White House officials expect cooperation under Truss to continue, even as he comes under pressure to ease economic pressures at home.

It is less certain, however, whether Truss’ hard-line approach to Brexit has soured relations with Biden. The President has taken a personal interest in the specific issue of the Northern Ireland Protocol, the post-Brexit agreement that requires additional checks on goods moving between Northern Ireland and the rest of the UK.

The rules were designed to keep the border between Northern Ireland and the Republic of Ireland open and prevent a return to sectarian violence. But Truss has set out to rewrite those rules, causing deep anxiety in both Brussels and Washington.

Russian President Vladimir Putin is not expected to appear face-to-face at this year’s general assembly, although his foreign minister, Sergey Lavrov, will be in New York for the event. Chinese President Xi Jinping also has no plans to attend the UN in person this year.

The two autocratic leaders, who met face-to-face last week, have deepened ties between their countries as relations with the West have soured. Biden has warned Xi against supporting Putin in his invasion of Ukraine, a theme he will repeat in his speech on Wednesday.

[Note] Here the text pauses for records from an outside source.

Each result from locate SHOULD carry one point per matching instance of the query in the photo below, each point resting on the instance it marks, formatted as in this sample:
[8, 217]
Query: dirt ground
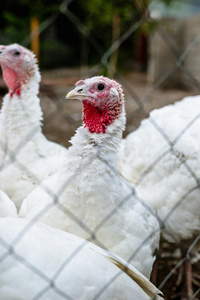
[62, 117]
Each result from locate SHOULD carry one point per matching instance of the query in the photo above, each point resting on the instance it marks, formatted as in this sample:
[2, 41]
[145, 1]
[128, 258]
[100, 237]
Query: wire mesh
[139, 105]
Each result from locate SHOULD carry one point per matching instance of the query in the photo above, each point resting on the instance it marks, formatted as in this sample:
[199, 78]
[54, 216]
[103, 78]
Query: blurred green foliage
[67, 46]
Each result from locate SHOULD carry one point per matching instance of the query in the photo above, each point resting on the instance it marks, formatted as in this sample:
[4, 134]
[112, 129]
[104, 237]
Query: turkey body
[91, 199]
[52, 264]
[26, 156]
[164, 162]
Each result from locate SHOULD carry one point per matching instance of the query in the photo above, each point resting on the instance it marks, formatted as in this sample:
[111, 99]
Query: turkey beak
[78, 93]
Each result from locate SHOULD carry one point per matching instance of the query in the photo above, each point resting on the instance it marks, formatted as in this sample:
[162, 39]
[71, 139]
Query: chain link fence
[61, 118]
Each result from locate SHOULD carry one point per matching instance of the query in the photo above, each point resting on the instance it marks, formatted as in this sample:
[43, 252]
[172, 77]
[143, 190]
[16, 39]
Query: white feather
[166, 185]
[77, 269]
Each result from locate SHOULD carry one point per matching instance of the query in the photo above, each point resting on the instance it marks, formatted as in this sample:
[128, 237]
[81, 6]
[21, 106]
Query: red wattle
[97, 119]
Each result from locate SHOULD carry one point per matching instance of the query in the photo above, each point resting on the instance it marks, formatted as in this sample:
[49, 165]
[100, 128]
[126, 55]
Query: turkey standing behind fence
[162, 158]
[26, 156]
[90, 198]
[48, 264]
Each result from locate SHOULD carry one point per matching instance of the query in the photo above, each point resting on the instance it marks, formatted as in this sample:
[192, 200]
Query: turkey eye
[100, 86]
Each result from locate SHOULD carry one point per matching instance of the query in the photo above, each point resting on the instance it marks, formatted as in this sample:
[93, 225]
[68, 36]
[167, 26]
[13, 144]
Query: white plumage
[92, 198]
[26, 156]
[7, 207]
[57, 265]
[168, 179]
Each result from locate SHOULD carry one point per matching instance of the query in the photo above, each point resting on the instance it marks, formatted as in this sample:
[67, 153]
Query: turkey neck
[104, 146]
[20, 115]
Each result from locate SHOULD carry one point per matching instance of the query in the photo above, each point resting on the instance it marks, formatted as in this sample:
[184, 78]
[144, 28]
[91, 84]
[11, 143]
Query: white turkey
[162, 158]
[90, 198]
[26, 156]
[47, 263]
[7, 207]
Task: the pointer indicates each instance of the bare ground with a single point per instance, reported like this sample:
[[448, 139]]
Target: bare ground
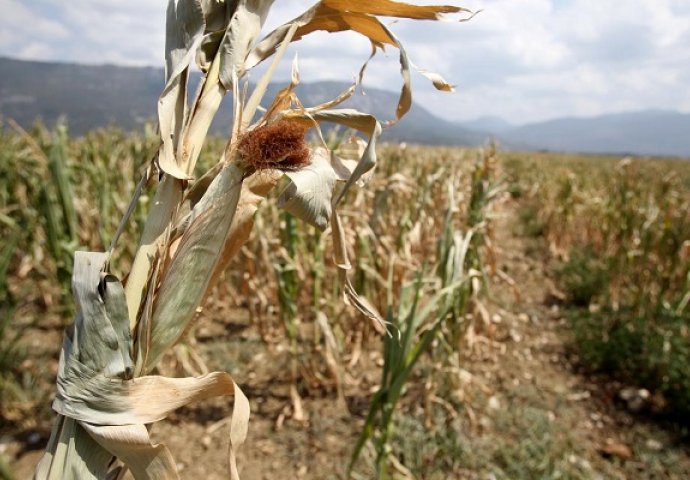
[[526, 412]]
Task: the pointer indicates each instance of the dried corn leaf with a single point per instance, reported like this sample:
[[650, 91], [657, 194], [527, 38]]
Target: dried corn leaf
[[184, 30], [185, 281], [101, 410], [245, 25], [360, 17]]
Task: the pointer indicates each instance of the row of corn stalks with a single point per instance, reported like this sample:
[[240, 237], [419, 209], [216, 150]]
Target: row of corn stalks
[[620, 230], [429, 272], [128, 314]]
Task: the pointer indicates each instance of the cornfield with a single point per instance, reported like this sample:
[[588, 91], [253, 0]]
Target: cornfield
[[195, 225]]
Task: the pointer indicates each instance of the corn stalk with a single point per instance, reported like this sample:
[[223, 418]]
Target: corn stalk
[[106, 396]]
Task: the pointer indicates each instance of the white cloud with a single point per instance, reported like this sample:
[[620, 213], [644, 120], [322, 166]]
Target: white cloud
[[525, 60]]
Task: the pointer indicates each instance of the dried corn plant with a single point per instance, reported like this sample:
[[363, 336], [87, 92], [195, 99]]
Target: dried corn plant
[[106, 395]]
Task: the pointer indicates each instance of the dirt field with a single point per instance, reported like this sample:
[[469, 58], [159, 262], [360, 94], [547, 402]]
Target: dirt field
[[527, 412]]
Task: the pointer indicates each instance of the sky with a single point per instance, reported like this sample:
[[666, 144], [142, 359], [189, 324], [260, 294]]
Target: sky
[[522, 60]]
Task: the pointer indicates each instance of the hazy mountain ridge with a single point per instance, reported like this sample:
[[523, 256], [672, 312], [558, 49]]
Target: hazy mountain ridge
[[95, 96], [649, 132]]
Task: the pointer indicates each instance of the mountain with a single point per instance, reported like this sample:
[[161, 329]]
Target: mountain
[[493, 124], [649, 132], [95, 96]]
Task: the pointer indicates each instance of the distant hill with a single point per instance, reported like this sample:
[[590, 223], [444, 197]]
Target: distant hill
[[650, 132], [95, 96]]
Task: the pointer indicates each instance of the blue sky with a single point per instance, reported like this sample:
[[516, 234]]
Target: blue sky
[[524, 60]]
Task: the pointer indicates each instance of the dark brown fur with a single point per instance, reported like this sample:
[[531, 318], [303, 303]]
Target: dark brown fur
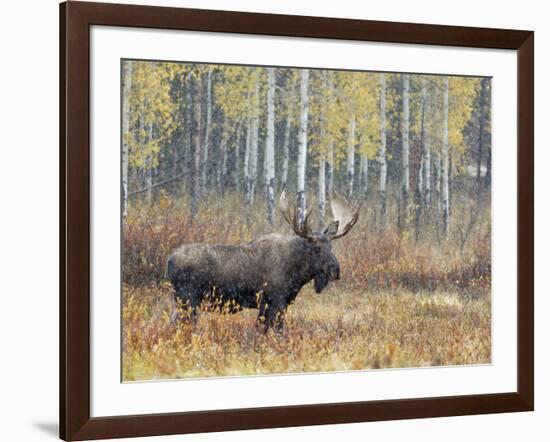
[[266, 274]]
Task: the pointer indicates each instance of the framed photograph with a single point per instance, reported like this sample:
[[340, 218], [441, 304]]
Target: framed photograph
[[272, 220]]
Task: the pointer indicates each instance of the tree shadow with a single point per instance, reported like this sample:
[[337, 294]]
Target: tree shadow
[[50, 428]]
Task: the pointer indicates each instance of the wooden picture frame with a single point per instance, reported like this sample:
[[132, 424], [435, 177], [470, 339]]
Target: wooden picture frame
[[75, 21]]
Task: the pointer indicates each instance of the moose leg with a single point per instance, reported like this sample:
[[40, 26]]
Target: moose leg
[[185, 305]]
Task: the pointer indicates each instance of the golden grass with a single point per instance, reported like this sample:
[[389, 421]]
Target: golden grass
[[333, 331]]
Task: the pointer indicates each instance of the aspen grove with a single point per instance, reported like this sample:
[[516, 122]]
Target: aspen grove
[[207, 150]]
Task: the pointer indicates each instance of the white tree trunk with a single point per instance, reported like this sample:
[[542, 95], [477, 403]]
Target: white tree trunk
[[302, 141], [127, 77], [246, 162], [207, 130], [405, 137], [364, 174], [426, 148], [149, 165], [351, 157], [196, 135], [286, 154], [382, 151], [321, 195], [404, 203], [254, 138], [445, 159], [270, 146], [330, 171]]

The absence of Putin and Xi underscores the limitations of venues like the UN in solving the world’s most pressing problems. With permanent seats on the UN Security Council, Russia has resisted the adoption of resolutions on Syria and Ukraine, and no action.

Efforts to reform the Security Council have gained momentum under the Biden administration, although the body’s chances of breaking the deadlock appear slim. Biden’s aides are still discussing how he will talk about his desire to reform the US Security Council during his visit to the UN this week, but he is expected to share his views with other leaders privately.

“We are committed to moving forward to make the UN fit for this century. And today there is an attack on the UN system. There is an attack on the Charter. And this has been done by a permanent member of the Security Council,” Biden told UN Ambassador Linda Thomas. Greenfield on CNN’s “State of the Union” on Sunday.

“I can’t change the fact that Russia is a permanent member of the Security Council, but I can continue the efforts that we’ve had, which is to isolate, to condemn, and to make sure that they know and understand that this is not business as usual,” he told Jake Tapper.